The demonstrators, mainly traders from a local market, blocked National Road Number 1 (EN1) early Tuesday evening in Bobole, 50 kilometres from the centre of Maputo. They forced a lorry driver to leave his vehicle in the middle of the road.
To disperse the group, at around 10:00 local time today (08:00 in Lisbon), the police, using an armoured vehicle and two other police cars, fired live ammo and tear gas canisters.
The operation, which included the throwing of tear gas grenades, created chaos in Bobole, with dozens of screaming demonstrators fleeing inside the market, which is located along the road.
‘The population is angry, especially now that they’ve started shooting,’ Jaime Marcos, a resident of Bobole, told Lusa.
By late morning in Maputo, the road was unblocked, but there was a strong police apparatus, which, as well as guarding the site, escorted some lorries to safer points.
As well as the repeated demand for ‘electoral truth’, among the main reasons for the group’s protest is the cost of living, especially cement.

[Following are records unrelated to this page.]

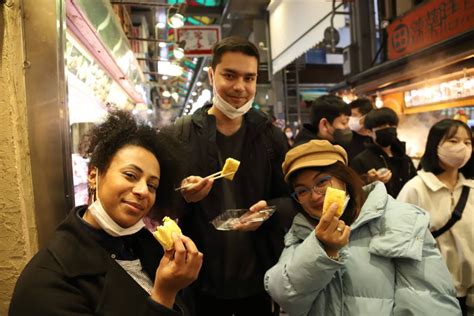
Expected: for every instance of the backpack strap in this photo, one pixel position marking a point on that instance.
(456, 215)
(267, 142)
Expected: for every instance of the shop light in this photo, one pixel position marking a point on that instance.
(378, 101)
(175, 19)
(175, 96)
(169, 69)
(178, 50)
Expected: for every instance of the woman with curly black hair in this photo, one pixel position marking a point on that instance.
(101, 260)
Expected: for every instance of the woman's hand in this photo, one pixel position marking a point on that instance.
(199, 190)
(332, 232)
(374, 175)
(178, 268)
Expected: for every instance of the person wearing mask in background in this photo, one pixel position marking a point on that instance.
(329, 121)
(444, 181)
(231, 280)
(101, 260)
(377, 258)
(384, 160)
(289, 136)
(360, 136)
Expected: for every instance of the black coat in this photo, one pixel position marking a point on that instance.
(259, 177)
(74, 275)
(375, 158)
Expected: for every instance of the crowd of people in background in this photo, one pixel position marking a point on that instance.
(403, 244)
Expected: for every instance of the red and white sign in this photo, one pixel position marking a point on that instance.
(199, 39)
(428, 24)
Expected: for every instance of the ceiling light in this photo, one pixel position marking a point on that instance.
(178, 52)
(176, 21)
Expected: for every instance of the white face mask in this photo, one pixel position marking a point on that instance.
(354, 123)
(455, 156)
(105, 221)
(228, 109)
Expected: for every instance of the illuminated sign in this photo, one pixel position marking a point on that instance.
(428, 24)
(441, 92)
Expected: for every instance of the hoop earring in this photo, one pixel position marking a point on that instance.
(92, 191)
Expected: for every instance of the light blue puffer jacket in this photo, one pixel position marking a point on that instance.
(390, 267)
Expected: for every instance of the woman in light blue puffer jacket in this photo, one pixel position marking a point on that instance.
(378, 258)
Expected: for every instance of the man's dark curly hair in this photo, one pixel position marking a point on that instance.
(119, 130)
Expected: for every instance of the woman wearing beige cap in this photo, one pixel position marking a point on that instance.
(377, 258)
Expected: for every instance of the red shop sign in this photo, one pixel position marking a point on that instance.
(199, 40)
(429, 24)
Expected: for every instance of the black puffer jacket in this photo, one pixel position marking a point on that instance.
(259, 177)
(375, 158)
(75, 275)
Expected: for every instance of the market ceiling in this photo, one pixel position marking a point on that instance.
(174, 94)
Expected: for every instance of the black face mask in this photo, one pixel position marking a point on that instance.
(342, 137)
(386, 137)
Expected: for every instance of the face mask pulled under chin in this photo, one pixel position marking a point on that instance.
(227, 109)
(455, 156)
(106, 222)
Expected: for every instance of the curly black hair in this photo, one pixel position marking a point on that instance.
(120, 129)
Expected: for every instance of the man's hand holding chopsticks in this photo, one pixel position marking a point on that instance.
(197, 188)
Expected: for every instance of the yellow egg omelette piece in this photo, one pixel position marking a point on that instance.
(337, 196)
(231, 165)
(163, 233)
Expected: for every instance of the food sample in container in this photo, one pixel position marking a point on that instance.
(230, 168)
(164, 232)
(334, 196)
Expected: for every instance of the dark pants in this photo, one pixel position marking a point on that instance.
(256, 305)
(462, 303)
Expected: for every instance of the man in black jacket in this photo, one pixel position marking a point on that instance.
(360, 139)
(231, 280)
(384, 160)
(329, 121)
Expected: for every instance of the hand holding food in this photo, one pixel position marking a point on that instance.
(178, 269)
(164, 233)
(230, 168)
(228, 171)
(332, 232)
(383, 174)
(334, 196)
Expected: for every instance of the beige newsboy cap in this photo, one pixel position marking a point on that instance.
(315, 153)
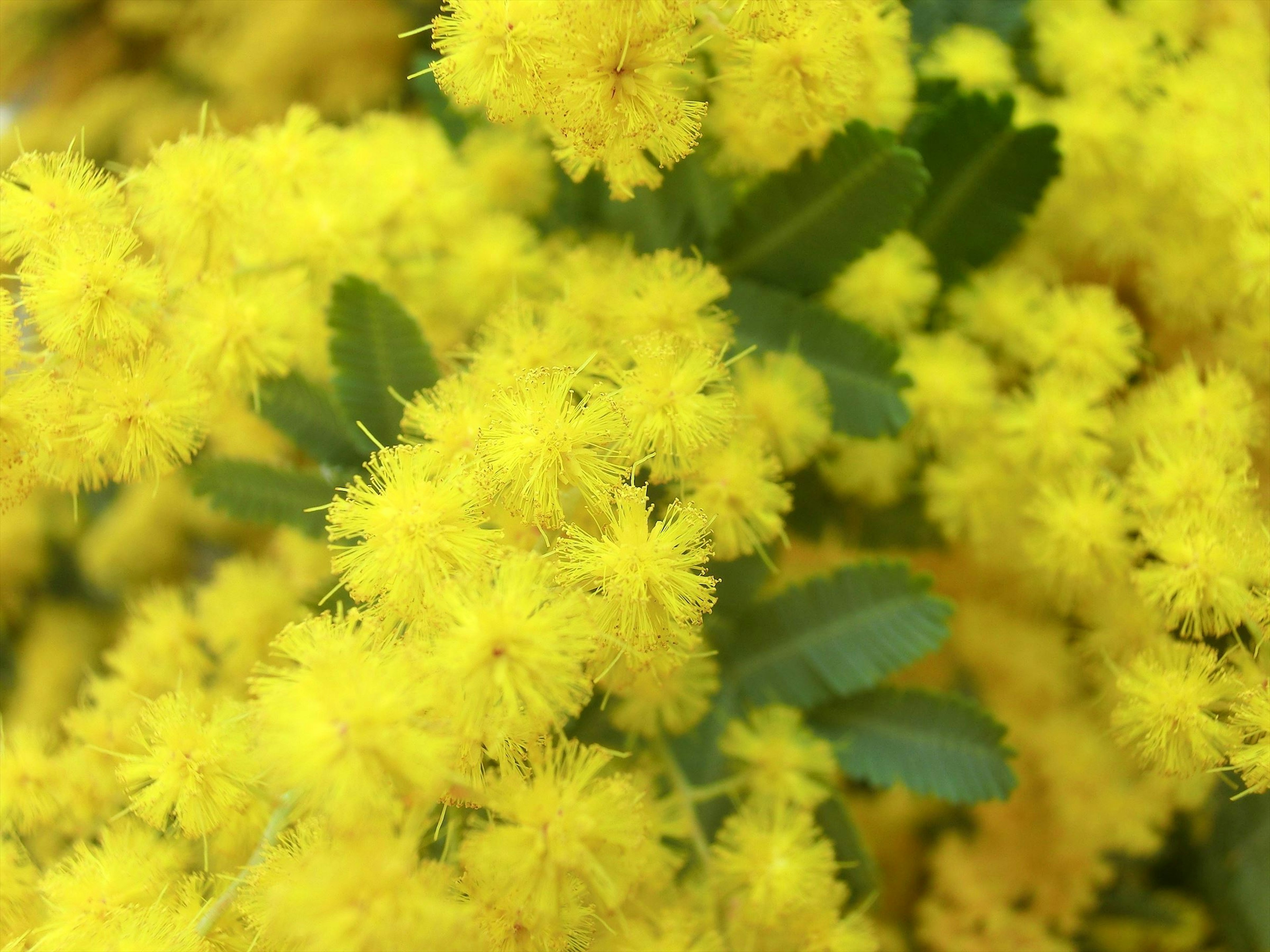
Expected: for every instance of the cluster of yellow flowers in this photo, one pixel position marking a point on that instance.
(124, 75)
(1090, 418)
(503, 563)
(611, 80)
(465, 723)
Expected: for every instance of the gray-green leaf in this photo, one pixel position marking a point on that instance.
(986, 176)
(376, 348)
(309, 416)
(263, 494)
(858, 365)
(833, 636)
(933, 743)
(801, 228)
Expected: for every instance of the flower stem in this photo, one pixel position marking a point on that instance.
(688, 798)
(277, 822)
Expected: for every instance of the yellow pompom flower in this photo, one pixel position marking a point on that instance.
(1057, 426)
(783, 760)
(779, 876)
(89, 295)
(652, 580)
(1166, 709)
(888, 289)
(492, 54)
(27, 780)
(11, 338)
(350, 723)
(954, 386)
(536, 438)
(1251, 718)
(414, 530)
(877, 471)
(1201, 572)
(1082, 536)
(238, 332)
(197, 201)
(671, 696)
(671, 294)
(619, 89)
(364, 889)
(447, 416)
(195, 770)
(793, 75)
(49, 197)
(143, 417)
(976, 58)
(1087, 337)
(21, 904)
(677, 400)
(511, 652)
(98, 893)
(737, 484)
(789, 403)
(566, 822)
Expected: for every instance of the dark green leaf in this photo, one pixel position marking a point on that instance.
(263, 494)
(934, 17)
(455, 124)
(858, 867)
(376, 348)
(688, 213)
(704, 763)
(858, 365)
(835, 636)
(1236, 869)
(933, 743)
(799, 228)
(986, 176)
(308, 414)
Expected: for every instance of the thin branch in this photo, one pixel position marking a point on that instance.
(277, 822)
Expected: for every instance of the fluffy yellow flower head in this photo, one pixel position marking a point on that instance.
(566, 822)
(195, 769)
(347, 723)
(738, 487)
(536, 438)
(888, 289)
(783, 760)
(414, 530)
(45, 197)
(511, 652)
(677, 400)
(789, 402)
(307, 890)
(976, 58)
(651, 579)
(671, 695)
(779, 873)
(89, 295)
(1166, 709)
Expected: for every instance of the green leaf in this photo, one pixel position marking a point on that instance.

‘We’re not here to steal anything. We want them to lower the price of products, especially cement, because our president Venâncio Mondlane (the candidate defeated in the presidential elections) has already said that the price of cement has to go down,’ Lara Lileme, a shopkeeper who was among the protesters, told Lusa.
The population accuses the authorities of having shot people during the operations, threatening to block the main road linking the south, centre and north of the country again at that point.
‘They’re firing real bullets, and they’ve been shooting people here. This won’t stop. Let them reduce the price of things or talk to our president. We listened to our president, Cornélio Mata, another protester, told Lusa, referring not to the President but always to Venâncio Mondlane as the winner of the October elections.
Bobole was one of the points where clashes between police and protesters were most intense during the last three months of the post-election crisis, and it was also one of the first points that former presidential candidate Venâncio Mondlane visited since his return to Mozambique on 9 January.
Mozambique is experiencing grave social unrest, protests, demonstrations and stoppages, called by Mondlane, who does not accept the election results, with clashes between police and demonstrators, which have caused at least 315 deaths and around 750 people shot, according to the electoral platform Decide. This non-governmental organisation monitors electoral processes.